As of Tuesday 29th March 2022:
- NZD traders had flipped to net-short exposure.
- Large speculators were their most bearish on GBP futures in 13-weeks.
- Net-short exposure to JPY futures rose to their most bearish level in 21-weeks.
- Outside the yen, weekly repositioning was relatively minor among FX majors.
Japanese yen futures:
Large speculators were their most bearish on Japanese yen futures in 3-months last week. Currently at -102.1k contracts net-short, if bears add another 5.5k contracts they will be at their most bearish level in over 4-years. And that is quite likely to materialise by Friday’s COT report given how vocal the BOJ (Bank of Japan) have been recently about retaining their ultra-loose policy.
Australian dollar futures:
The Australian dollar is trending higher, although all eyes will be on tomorrow’s RBA meeting where a huge divergence between market’s hawkish pricing and RBA’s dovish rhetoric remains wide. Gross longs have risen to their most bullish level in 18-weeks and added 10.2k long contracts last week. However, some appear to be hedging their bets as 8.6k short contracts were also initiated. Yet net-exposure remains bearish by around -49k contracts, so that is still a lot of shorts to cover should RBA surprise with a hawkish twist tomorrow, yet still leaves plenty of room for bears to add fresh shorts as the net-short reading is nowhere near an extreme.
As of Tuesday 29th March:
- Large speculators increase their net-long exposure to gold by 9.6k contracts. However, managed funds trimmed their exposure for a third consecutive week, by -6.8k contracts.
- Large speculators also reduced their overall exposure to gold and silver futures for a third week, as seen on declining open interest.
- Managed funds flipped to net-short exposure to palladium futures after 4-week at net-long. Large speculators have remained net-short for 33-weeks.
- Bullish exposure to copper futures rose for a second consecutive week.

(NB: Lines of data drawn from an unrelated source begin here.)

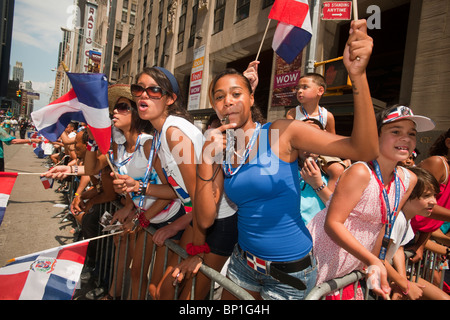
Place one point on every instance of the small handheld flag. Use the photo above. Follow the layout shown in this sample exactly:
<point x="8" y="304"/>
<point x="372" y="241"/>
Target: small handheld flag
<point x="87" y="102"/>
<point x="294" y="29"/>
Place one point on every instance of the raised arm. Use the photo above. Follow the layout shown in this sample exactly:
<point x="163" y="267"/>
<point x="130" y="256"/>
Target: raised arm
<point x="363" y="142"/>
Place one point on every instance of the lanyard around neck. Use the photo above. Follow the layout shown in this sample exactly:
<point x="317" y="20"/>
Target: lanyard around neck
<point x="307" y="115"/>
<point x="156" y="143"/>
<point x="390" y="214"/>
<point x="125" y="161"/>
<point x="227" y="167"/>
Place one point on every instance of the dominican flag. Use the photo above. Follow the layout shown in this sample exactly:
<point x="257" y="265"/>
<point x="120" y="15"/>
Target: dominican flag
<point x="47" y="275"/>
<point x="47" y="182"/>
<point x="256" y="263"/>
<point x="87" y="102"/>
<point x="294" y="30"/>
<point x="7" y="180"/>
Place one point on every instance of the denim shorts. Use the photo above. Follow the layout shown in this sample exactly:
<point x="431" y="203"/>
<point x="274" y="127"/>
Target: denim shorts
<point x="268" y="287"/>
<point x="222" y="236"/>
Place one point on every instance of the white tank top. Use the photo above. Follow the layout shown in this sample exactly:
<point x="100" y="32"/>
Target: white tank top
<point x="136" y="167"/>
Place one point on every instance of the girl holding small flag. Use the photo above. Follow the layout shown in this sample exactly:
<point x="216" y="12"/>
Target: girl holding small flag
<point x="353" y="231"/>
<point x="130" y="154"/>
<point x="273" y="257"/>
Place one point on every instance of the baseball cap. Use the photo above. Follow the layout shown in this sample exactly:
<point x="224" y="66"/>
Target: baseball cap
<point x="402" y="112"/>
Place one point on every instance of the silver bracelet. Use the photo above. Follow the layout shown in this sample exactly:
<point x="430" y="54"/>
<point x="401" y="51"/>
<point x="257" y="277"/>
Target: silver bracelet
<point x="320" y="188"/>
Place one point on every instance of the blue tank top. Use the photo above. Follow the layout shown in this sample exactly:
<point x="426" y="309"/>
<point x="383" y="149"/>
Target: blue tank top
<point x="267" y="194"/>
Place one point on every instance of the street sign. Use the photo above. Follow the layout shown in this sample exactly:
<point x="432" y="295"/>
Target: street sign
<point x="337" y="10"/>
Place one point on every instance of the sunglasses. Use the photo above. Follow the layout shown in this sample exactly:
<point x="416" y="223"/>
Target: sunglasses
<point x="153" y="92"/>
<point x="122" y="107"/>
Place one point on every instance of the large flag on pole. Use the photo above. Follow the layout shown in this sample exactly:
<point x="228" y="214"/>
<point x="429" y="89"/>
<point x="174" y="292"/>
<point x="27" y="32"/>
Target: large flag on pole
<point x="7" y="180"/>
<point x="294" y="30"/>
<point x="87" y="102"/>
<point x="47" y="275"/>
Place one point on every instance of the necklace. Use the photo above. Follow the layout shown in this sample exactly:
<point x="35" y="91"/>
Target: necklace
<point x="227" y="167"/>
<point x="389" y="218"/>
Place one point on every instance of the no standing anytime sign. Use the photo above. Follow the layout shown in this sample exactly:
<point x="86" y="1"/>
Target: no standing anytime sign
<point x="337" y="10"/>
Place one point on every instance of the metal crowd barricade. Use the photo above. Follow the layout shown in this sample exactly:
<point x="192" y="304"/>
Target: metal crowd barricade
<point x="107" y="264"/>
<point x="423" y="269"/>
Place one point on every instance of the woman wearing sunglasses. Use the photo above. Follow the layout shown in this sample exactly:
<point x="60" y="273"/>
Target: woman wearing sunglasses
<point x="174" y="152"/>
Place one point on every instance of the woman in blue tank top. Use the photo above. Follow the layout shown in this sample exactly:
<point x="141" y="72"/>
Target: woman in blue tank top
<point x="273" y="258"/>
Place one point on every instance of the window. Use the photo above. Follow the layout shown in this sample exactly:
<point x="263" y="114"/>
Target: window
<point x="193" y="24"/>
<point x="182" y="26"/>
<point x="242" y="9"/>
<point x="219" y="16"/>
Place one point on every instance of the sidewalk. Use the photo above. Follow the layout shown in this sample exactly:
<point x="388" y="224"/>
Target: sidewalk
<point x="32" y="219"/>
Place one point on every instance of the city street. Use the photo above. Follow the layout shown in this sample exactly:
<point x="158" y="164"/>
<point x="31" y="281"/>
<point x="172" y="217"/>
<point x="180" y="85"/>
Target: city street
<point x="33" y="216"/>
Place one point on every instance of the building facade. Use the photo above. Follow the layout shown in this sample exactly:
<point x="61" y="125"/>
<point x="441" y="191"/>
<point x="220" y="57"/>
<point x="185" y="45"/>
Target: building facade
<point x="196" y="39"/>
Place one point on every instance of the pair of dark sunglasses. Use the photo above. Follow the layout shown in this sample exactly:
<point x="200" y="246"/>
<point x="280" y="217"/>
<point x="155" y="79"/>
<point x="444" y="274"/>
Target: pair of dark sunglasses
<point x="122" y="107"/>
<point x="153" y="92"/>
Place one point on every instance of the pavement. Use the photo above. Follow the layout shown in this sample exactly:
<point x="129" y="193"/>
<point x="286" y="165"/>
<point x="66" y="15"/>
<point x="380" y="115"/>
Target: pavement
<point x="33" y="217"/>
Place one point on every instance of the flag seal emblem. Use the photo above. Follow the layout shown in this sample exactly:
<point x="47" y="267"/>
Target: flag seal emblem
<point x="43" y="265"/>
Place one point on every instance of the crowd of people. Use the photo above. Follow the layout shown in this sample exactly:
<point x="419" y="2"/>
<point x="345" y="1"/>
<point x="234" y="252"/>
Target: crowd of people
<point x="290" y="204"/>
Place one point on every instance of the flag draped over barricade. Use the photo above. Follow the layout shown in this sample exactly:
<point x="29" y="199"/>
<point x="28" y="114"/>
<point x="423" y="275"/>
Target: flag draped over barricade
<point x="47" y="275"/>
<point x="294" y="30"/>
<point x="7" y="180"/>
<point x="87" y="102"/>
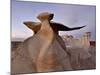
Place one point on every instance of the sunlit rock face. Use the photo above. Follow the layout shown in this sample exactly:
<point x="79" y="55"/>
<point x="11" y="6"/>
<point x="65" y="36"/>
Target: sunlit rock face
<point x="41" y="52"/>
<point x="46" y="51"/>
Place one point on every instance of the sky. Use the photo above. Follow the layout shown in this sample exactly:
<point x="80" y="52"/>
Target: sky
<point x="68" y="14"/>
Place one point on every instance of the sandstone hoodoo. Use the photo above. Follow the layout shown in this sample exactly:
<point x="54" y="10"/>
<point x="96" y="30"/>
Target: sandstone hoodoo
<point x="45" y="51"/>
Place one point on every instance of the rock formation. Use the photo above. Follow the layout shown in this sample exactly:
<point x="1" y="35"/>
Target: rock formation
<point x="43" y="52"/>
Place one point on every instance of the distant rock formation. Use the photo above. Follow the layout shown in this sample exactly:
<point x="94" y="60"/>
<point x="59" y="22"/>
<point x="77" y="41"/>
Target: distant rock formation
<point x="80" y="51"/>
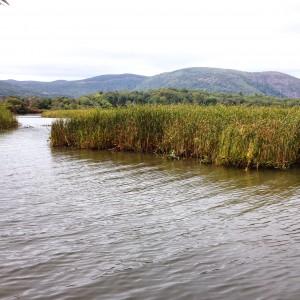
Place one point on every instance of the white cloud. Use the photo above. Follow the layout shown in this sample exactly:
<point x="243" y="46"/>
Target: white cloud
<point x="62" y="39"/>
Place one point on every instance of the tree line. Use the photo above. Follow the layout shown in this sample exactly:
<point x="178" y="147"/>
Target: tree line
<point x="35" y="104"/>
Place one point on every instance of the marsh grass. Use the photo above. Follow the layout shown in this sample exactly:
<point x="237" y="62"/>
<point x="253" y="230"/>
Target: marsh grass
<point x="7" y="119"/>
<point x="246" y="137"/>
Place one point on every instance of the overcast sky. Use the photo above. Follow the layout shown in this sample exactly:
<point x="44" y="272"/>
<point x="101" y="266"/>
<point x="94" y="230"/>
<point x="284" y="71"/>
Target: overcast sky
<point x="72" y="39"/>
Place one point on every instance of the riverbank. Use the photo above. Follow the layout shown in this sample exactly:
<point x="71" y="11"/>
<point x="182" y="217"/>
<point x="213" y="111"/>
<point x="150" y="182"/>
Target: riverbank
<point x="7" y="119"/>
<point x="245" y="137"/>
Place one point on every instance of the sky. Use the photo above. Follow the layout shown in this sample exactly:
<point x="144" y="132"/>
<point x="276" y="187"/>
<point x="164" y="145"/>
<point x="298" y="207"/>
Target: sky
<point x="64" y="39"/>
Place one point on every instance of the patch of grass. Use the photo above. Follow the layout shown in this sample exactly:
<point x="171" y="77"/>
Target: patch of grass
<point x="246" y="137"/>
<point x="7" y="119"/>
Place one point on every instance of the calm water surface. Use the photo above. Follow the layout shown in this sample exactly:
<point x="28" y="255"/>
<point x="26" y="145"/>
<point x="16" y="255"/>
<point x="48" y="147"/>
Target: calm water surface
<point x="100" y="225"/>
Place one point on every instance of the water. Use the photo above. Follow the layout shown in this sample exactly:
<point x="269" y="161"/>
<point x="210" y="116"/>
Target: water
<point x="101" y="225"/>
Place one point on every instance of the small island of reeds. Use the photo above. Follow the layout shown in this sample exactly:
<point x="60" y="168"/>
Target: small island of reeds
<point x="7" y="119"/>
<point x="246" y="137"/>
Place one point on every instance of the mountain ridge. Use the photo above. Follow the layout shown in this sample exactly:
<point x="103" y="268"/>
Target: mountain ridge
<point x="270" y="83"/>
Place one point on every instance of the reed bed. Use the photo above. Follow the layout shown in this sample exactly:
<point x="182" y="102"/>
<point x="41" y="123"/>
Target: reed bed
<point x="7" y="119"/>
<point x="246" y="137"/>
<point x="64" y="113"/>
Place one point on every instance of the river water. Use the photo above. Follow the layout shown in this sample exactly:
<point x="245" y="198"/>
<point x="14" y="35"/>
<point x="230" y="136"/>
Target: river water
<point x="104" y="225"/>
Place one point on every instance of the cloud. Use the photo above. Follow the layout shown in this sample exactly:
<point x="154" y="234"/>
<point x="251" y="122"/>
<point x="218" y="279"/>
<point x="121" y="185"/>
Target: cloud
<point x="82" y="39"/>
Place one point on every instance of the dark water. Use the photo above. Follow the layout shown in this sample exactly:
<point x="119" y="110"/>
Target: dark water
<point x="101" y="225"/>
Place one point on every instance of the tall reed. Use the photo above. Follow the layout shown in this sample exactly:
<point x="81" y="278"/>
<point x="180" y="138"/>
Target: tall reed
<point x="239" y="136"/>
<point x="7" y="119"/>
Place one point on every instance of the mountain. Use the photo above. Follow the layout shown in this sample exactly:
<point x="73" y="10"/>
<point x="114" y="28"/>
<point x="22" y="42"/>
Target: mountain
<point x="209" y="79"/>
<point x="77" y="88"/>
<point x="227" y="81"/>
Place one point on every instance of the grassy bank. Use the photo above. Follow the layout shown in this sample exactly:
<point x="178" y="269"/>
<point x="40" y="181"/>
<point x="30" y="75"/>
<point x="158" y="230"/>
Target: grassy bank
<point x="67" y="113"/>
<point x="255" y="137"/>
<point x="7" y="119"/>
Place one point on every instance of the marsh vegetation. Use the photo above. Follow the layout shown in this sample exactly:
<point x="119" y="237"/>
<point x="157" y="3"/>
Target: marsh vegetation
<point x="246" y="137"/>
<point x="7" y="119"/>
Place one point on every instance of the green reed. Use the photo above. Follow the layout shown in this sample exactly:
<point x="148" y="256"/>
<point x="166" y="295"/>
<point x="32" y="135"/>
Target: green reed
<point x="247" y="137"/>
<point x="7" y="119"/>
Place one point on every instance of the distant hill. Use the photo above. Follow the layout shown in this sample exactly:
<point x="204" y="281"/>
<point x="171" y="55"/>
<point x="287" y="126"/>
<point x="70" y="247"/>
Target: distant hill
<point x="208" y="79"/>
<point x="227" y="81"/>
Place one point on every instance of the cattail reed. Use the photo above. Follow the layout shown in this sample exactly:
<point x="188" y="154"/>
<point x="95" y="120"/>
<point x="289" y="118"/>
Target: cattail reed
<point x="7" y="119"/>
<point x="246" y="137"/>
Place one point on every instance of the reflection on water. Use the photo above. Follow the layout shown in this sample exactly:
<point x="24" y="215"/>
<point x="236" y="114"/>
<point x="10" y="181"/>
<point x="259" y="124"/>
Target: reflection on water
<point x="108" y="225"/>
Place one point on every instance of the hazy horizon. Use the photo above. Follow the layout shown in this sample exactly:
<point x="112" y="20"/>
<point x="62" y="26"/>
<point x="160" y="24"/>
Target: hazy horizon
<point x="71" y="40"/>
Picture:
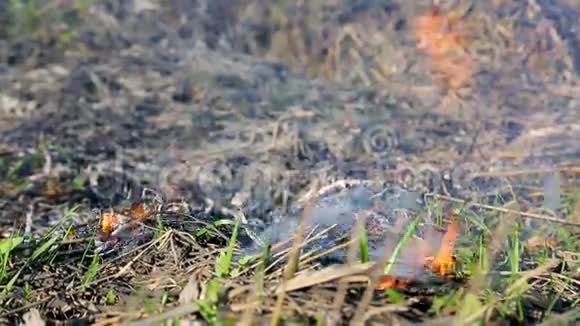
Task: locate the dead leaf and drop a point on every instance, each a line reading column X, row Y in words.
column 33, row 318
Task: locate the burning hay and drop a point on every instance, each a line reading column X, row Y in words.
column 155, row 163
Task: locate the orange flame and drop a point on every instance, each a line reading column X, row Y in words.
column 442, row 37
column 135, row 214
column 391, row 282
column 445, row 261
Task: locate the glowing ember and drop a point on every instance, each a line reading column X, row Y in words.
column 445, row 261
column 443, row 38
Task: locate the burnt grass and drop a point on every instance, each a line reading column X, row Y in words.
column 207, row 111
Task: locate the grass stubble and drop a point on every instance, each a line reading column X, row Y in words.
column 474, row 302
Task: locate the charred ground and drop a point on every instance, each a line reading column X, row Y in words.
column 213, row 110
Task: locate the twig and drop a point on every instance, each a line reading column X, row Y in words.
column 506, row 210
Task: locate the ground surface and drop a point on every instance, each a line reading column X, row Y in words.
column 204, row 112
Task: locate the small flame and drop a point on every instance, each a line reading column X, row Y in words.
column 443, row 38
column 391, row 282
column 135, row 214
column 444, row 262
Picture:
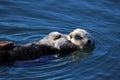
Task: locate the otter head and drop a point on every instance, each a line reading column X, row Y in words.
column 81, row 38
column 51, row 38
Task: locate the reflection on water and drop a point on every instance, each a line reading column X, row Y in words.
column 28, row 21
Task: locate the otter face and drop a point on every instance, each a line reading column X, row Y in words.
column 57, row 40
column 81, row 38
column 51, row 38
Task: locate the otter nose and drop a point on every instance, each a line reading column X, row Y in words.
column 88, row 42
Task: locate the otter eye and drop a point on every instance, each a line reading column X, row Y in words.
column 78, row 37
column 57, row 37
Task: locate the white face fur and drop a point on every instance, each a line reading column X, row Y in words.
column 51, row 38
column 81, row 38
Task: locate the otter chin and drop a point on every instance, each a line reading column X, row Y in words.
column 81, row 39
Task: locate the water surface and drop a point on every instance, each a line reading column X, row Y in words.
column 24, row 21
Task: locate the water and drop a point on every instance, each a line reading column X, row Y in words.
column 24, row 21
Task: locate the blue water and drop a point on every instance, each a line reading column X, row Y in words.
column 24, row 21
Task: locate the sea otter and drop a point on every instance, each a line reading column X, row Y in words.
column 54, row 43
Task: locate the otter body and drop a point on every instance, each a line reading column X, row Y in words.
column 53, row 43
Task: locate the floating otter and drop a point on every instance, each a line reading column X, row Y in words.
column 55, row 42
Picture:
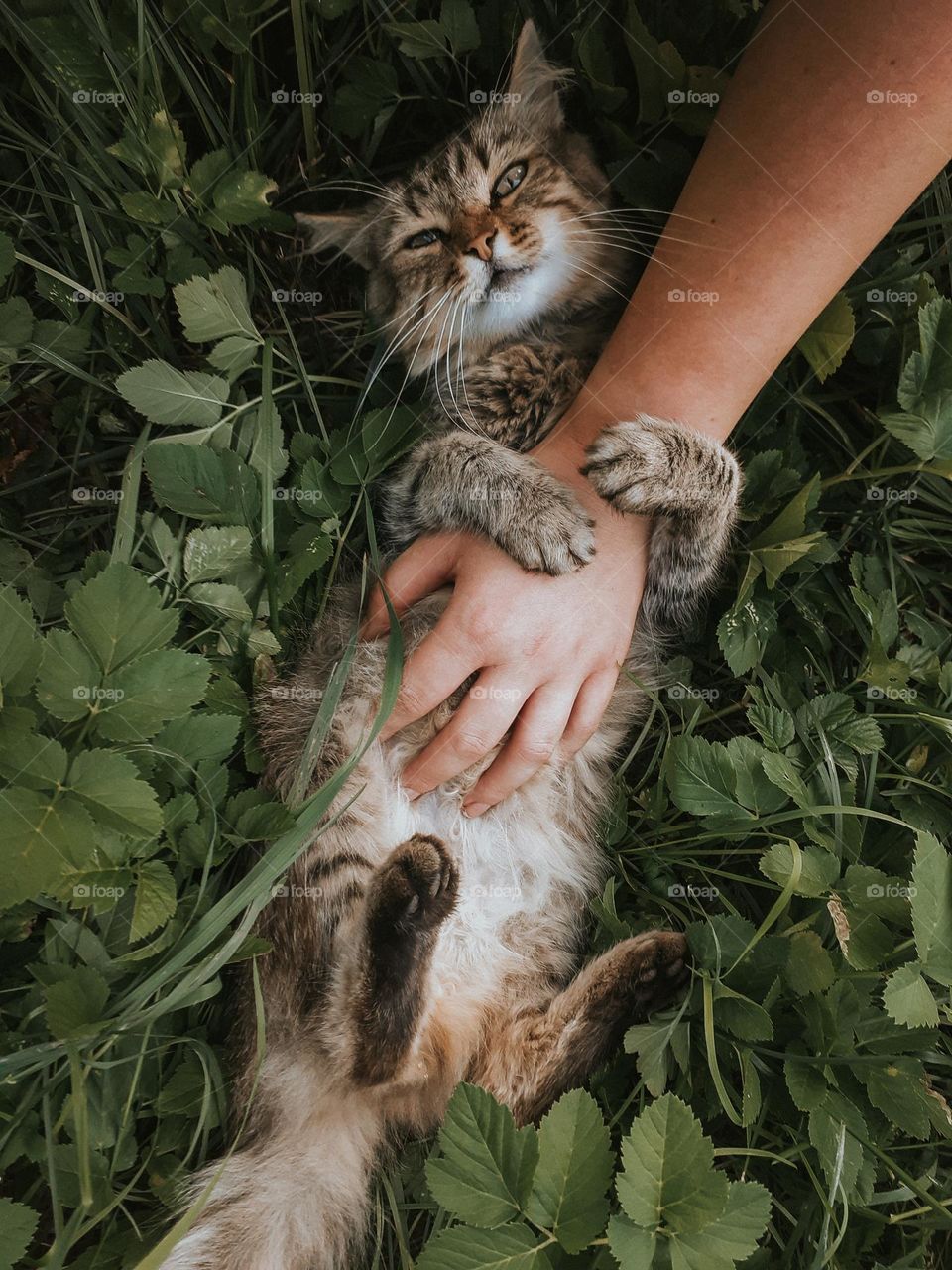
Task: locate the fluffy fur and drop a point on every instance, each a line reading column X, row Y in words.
column 414, row 948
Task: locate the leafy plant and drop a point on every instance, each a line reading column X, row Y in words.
column 190, row 432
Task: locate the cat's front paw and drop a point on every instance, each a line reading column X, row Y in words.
column 552, row 535
column 630, row 466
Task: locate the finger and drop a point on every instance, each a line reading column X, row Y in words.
column 484, row 717
column 433, row 671
column 590, row 705
column 532, row 744
column 422, row 568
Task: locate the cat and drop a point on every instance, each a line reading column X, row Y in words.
column 416, row 948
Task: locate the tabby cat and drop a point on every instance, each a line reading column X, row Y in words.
column 416, row 948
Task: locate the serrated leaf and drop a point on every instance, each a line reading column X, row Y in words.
column 829, row 336
column 214, row 308
column 155, row 899
column 168, row 397
column 669, row 1175
column 213, row 552
column 75, row 1003
column 731, row 1238
column 511, row 1247
column 111, row 789
column 907, row 998
column 485, row 1166
column 17, row 1225
column 572, row 1174
column 118, row 616
column 932, row 908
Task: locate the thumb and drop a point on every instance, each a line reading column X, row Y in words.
column 422, row 568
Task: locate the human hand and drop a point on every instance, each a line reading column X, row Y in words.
column 546, row 651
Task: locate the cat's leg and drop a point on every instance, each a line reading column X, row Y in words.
column 458, row 480
column 380, row 989
column 535, row 1057
column 688, row 483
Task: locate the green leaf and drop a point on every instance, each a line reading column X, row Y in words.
column 154, row 689
column 932, row 908
column 703, row 781
column 667, row 1175
column 203, row 483
column 819, row 869
column 216, row 307
column 17, row 1227
column 633, row 1247
column 44, row 837
column 907, row 998
column 828, row 339
column 75, row 1005
column 213, row 552
column 486, row 1164
column 111, row 789
column 118, row 616
column 512, row 1247
column 572, row 1174
column 171, row 397
column 155, row 899
column 731, row 1238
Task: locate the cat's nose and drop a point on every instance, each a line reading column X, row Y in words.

Large speculators added around 9.5k to their net-long exposure to gold, although both long and shorts were closed as traders continued to reduce exposure. In fact, we have seen open interest trimmed for a third consecutive week, which shows a lack of confidence in either direction over the near-term. With that said, we continue to suspect the current decline is part of a retracement only given that shorts have trimmed their exposure for five consecutive weeks.